The Ubiquitous Sacred Yoni

Yoni of the Rug

The other day I was sitting in the living room and noticed for the first time that the rug, which has been in that room for ten years, is bordered by yonis. I’d looked at the rug plenty of times, often doing yoga with my face right on it, but this shape had never before spoken to me as a yoni.

Living in a phallocentric world, we are accustomed to the idea that the phallus is everywhere, and does anybody really believe that Freud’s cigar was really just a cigar? The very word phallus, which is Latin, is commonly known to American English-speakers, while, to find a word for the feminine counterpart, we have to reach much further, to Sanskrit. (Sanskrit has a word for the symbolic penis, lingam, though we don’t use it so much here, because we already have phallus.)

The yoni is equally ubiquitous, if we look for it.
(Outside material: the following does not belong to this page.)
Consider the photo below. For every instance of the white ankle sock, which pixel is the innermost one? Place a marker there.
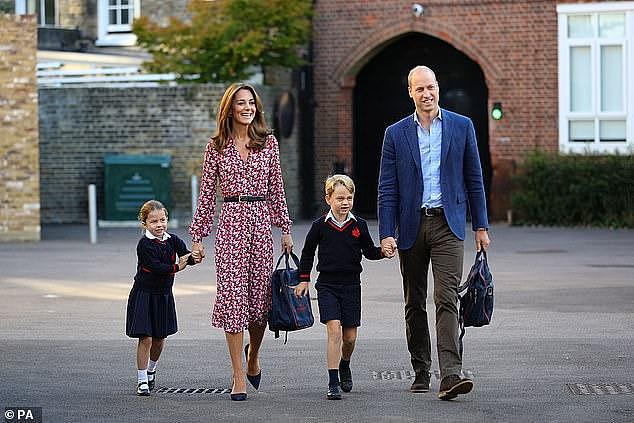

There really isn’t a preference in the natural world for one or the other; the world requires the union of the masculine and the feminine in order to procreate. Of course we needn’t procreate every time these forces unite, nor are we obligated to express sexuality as a play of masculine and feminine, if we are called to do otherwise; but let us celebrate both, the yoni and the phallus, in whatever way we choose. We might begin by noticing the yoni, wherever it’s been in front of our eyes, unseen, every day.